Source : Proposition de feuille de route de décarbonation de la chaîne de valeur de l'automobile

· Enfin, la proposition de feuille de route de la chaîne de valeur des véhicules lourds, également remise en mai 2023, identifie dix leviers de décarbonation pour atteindre les cibles de baisses d'émissions. Compte tenu de la grande variété de véhicules lourds et des usages associés, il est estimé que la décarbonation de la chaîne de valeur justifie de mobiliser l'ensemble des moyens disponibles, à savoir :

- le verdissement de la motorisation des véhicules ;

- l'efficacité énergétique des véhicules ;

- l'augmentation de chargement des poids lourds et les taux de remplissage des transports collectifs ;

- la réduction des distances parcourues ;

- le report modal.

2. La stratégie nationale hydrogène est en passe d'être révisée

L'hydrogène fait l'objet de stratégies spécifiques, mais qui sont également en passe d'être revues, dans le cadre de la prochaine révision d'ensemble de la stratégie énergétique nationale.

En 2018, le Plan de déploiement de l'hydrogène pour la transition énergétique28(*) a introduit pour objectifs 20 à 40 % d'hydrogène décarboné dans l'hydrogène industriel d'ici 2028, ainsi qu'un parc de 20 000 à 50 000 véhicules légers, 800 à 2 000 véhicules lourds et 400 à 1 000 stations29(*). Pour y parvenir, il a été prévu d'allouer 100 M€ au déploiement de l'hydrogène décarboné, à compter de 2019. Dans le domaine des transports, le plan a prévu une valorisation des usages de la mobilité, en complémentarité avec les filières batterie, qu'il s'agisse des véhicules lourds routiers, mais aussi des bateaux, des trains et de l'aéronautique.

En 2020, la Stratégie nationale pour le développement de l'hydrogène décarboné en France30(*) a introduit un objectif d'installation de 6,5 GW de capacités de production d'hydrogène décarboné par électrolyse. Cette stratégie a été dotée d'un montant de 7 Mds €, dont 3,4 Mds € pour 2020-2023 répartis entre l'industrie, à hauteur de 54 %, les transports, pour 27 %, et la recherche et l'innovation, pour 19 %. Dans le domaine des transports, le choix a été fait de cibler le recours à l'hydrogène sur la mobilité lourde31(*), en complément des batteries électriques, dans la mesure où ce marché a été identifié comme mature et dynamique.

L'hydrogène a été soutenu par le Plan de relance de 2020, à hauteur de 2 Mds €, dont 350 M€ pour les briques et démonstrateurs et 275 M€ pour les écosystèmes territoriaux, et le Plan d'investissement de 2021, à hauteur de 2 Mds €, dont 1,7 Mds € pour les projets importants d'intérêt européen commun (PIIEC) et 200 M€ pour les écosystèmes territoriaux.
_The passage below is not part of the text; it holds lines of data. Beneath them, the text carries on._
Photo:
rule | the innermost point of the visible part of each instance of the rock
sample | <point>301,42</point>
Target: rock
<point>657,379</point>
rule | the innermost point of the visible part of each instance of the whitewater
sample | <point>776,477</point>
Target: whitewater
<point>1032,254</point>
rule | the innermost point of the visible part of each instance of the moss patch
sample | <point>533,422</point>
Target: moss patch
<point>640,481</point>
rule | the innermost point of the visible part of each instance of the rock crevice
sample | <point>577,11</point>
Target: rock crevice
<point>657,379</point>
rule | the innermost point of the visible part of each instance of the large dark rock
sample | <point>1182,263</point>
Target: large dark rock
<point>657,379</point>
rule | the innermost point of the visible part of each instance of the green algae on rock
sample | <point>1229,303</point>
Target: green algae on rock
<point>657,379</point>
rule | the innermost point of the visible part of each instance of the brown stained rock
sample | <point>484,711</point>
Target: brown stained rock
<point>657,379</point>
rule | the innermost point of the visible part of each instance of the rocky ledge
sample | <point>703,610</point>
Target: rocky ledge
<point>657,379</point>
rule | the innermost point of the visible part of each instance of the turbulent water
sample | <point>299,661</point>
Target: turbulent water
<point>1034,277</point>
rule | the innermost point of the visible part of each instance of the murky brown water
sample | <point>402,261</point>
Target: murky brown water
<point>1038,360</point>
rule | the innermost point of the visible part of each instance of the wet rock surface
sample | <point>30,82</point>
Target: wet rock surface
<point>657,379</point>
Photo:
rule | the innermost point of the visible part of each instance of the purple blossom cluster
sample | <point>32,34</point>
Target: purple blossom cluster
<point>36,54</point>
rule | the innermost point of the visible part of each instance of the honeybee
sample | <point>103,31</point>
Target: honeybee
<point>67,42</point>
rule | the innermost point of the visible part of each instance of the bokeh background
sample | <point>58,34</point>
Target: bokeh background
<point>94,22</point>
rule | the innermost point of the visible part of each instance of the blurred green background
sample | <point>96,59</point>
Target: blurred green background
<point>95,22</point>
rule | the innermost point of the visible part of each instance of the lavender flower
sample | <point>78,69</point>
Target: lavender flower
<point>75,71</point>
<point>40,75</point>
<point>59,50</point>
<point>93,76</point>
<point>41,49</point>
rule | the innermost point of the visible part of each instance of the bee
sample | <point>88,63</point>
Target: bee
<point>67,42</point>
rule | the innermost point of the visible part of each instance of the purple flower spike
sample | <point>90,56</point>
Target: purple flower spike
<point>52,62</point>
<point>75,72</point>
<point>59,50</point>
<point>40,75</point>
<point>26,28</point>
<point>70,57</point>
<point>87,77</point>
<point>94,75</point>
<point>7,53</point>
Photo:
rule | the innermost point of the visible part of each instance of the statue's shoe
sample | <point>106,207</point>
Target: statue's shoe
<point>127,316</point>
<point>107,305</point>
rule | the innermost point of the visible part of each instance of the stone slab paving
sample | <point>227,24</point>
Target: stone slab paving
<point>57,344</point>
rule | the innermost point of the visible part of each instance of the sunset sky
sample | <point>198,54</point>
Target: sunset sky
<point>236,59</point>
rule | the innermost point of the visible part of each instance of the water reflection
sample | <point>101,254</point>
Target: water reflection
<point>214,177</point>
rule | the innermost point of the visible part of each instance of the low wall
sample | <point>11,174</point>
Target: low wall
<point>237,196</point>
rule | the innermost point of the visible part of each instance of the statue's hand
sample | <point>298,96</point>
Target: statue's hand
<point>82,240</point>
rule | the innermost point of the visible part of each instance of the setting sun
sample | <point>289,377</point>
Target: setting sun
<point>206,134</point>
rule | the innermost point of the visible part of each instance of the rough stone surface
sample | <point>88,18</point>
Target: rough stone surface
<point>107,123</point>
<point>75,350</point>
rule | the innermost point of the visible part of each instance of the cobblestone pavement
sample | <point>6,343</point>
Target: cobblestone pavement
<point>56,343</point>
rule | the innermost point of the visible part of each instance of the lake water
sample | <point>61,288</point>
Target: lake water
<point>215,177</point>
Cette stratégie a été consolidée par la déclaration du Président de la République, sur la politique de l'énergie, tenue à Belfort, le 10 janvier 2022 : en effet, ce dernier a promu le développement de l'hydrogène bas-carbone, d'origine nucléaire ; il a également rappelé le soutien de l'État aux projets d'électrolyseurs (114 M€) et de réservoirs (246 M€) d'hydrogène.

3. Le Parlement sera appelé à examiner le projet de loi quinquennale sur l'énergie et le climat pour réviser des objectifs désormais obsolètes

Depuis la loi « Énergie-Climat » de 201932(*) il est prévu qu'une loi détermine les objectifs et les priorités d'action de la politique énergétique nationale (article L. 100-1 A du code de l'énergie).

Cette loi doit fixer plusieurs objectifs énergétiques, dont celui de diversification du mix de production d'électricité, et plusieurs objectifs climatiques, dont celui de réduction des émissions de GES.

Cette loi doit prévaloir sur tous les documents réglementaires existants, dont la PPE et la SNBC, ainsi qu'en a voulu le Sénat.

Maintenant que le cadre réglementaire européen issu du paquet « Ajustement à l'objectif 55 » commence à être appliqué, elle est de fait nécessaire pour réviser des objectifs nationaux désormais pour la plupart obsolètes et mettre en cohérence le cadre national avec le cadre européen.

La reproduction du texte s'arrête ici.